Blog of Rob Galanakis (@robgalanakis)

All languages need first class tuples

I was doing some work on a Flask app today and built up some chart data in Python that had a list of two-item tuples like [(<iso datetime string>, <value>), ...]. I needed to iterate over this same structure in JavaScript and of course was reminded how great it is that I can unpack these things easily in Python ala “for datestr, value in chartdata” because I was missing it so much in JavaScript. But rather than keep these as tuples and have to play around with non-idiomatic JS, I just made my tuple into a dictionary, so my chart data became a list of dicts instead of a list of tuples.

I really dislike having to use objects (or names, more precisely) for these micro data structures. Over time I’ve moved more and more away from creating classes for data structures in Python, a ‘best practice’ habit I brought over from C#. It is silly in a dynamically typed language. There’s nothing more clear about:

for entry in chartdata:
    chart.add(entry.x, entry.y)

Than:

for x, y in chartdata:
    chart.add(x, y)

In fact it’s probably less clear, because there is the totally unhelpful variable name “entry.”

At some point- maybe even three items?- it becomes more clear and self-documenting to use names (that is, dicts instead of tuples), but for the very common cases of simple collections used by nearby code, tuples and automatic unpacking can’t be beat!

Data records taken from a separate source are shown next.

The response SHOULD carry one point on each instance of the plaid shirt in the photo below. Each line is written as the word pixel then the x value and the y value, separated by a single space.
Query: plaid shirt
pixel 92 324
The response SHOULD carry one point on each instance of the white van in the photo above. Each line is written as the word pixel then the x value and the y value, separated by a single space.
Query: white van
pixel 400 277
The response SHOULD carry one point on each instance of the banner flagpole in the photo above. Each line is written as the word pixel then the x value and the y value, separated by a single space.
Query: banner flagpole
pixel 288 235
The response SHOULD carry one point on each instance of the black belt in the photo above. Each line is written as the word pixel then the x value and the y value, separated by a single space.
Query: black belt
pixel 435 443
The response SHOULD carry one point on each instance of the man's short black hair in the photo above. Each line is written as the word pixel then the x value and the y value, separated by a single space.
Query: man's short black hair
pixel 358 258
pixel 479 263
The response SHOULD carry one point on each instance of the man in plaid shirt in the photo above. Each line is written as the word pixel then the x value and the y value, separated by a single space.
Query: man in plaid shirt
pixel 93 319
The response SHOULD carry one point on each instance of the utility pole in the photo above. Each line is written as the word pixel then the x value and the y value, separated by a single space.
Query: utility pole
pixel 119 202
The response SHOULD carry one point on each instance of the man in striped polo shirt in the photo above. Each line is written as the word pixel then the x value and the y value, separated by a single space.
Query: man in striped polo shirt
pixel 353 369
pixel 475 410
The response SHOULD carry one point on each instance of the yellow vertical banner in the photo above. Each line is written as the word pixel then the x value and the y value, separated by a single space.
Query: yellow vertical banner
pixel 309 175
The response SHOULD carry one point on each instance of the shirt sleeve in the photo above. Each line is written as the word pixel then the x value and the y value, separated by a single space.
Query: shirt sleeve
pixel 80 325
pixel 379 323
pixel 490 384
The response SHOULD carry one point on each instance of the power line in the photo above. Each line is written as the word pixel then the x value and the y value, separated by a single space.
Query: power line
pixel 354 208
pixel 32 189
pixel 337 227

14 thoughts on “All languages need first class tuples

  1. Kwpolska says:

    For God’s sake, you can use a list for the exact same purpose. Or any other list-like structure in any other language.

  2. Adam Skutt says:

    Dicts and tuples aren’t interchangeable structures and it shouldn’t be suggested that they are. If you need a tuple and want the entries to have names, then used namedtuple, not a dict.

    1. Adam: I don’t care about the entries having names. It was basically a list of keys and values (changelist to value, or something like that). Of course they’re not interchangeable in general but in the simple case, as I stated, they certainly are. Returning `(changelist, value)` from a function vs. `{‘changelist’: changelist, ‘value’: value}` is basically the same thing.
      Kwpolska: Right, it’s the automatic unpacking that I’m missing. Obviously you can use arrays in JS like Python lists. But you can’t unpack them automatically, like during iteration: `for changelist, value in collection`, you would have to say the equivalent of `for item in collection: changelist = item[0]; value = item[1]`.

  3. Adam Skutt says:

    Well, for starters, unpacking a dictionary doesn’t work the way you think it does.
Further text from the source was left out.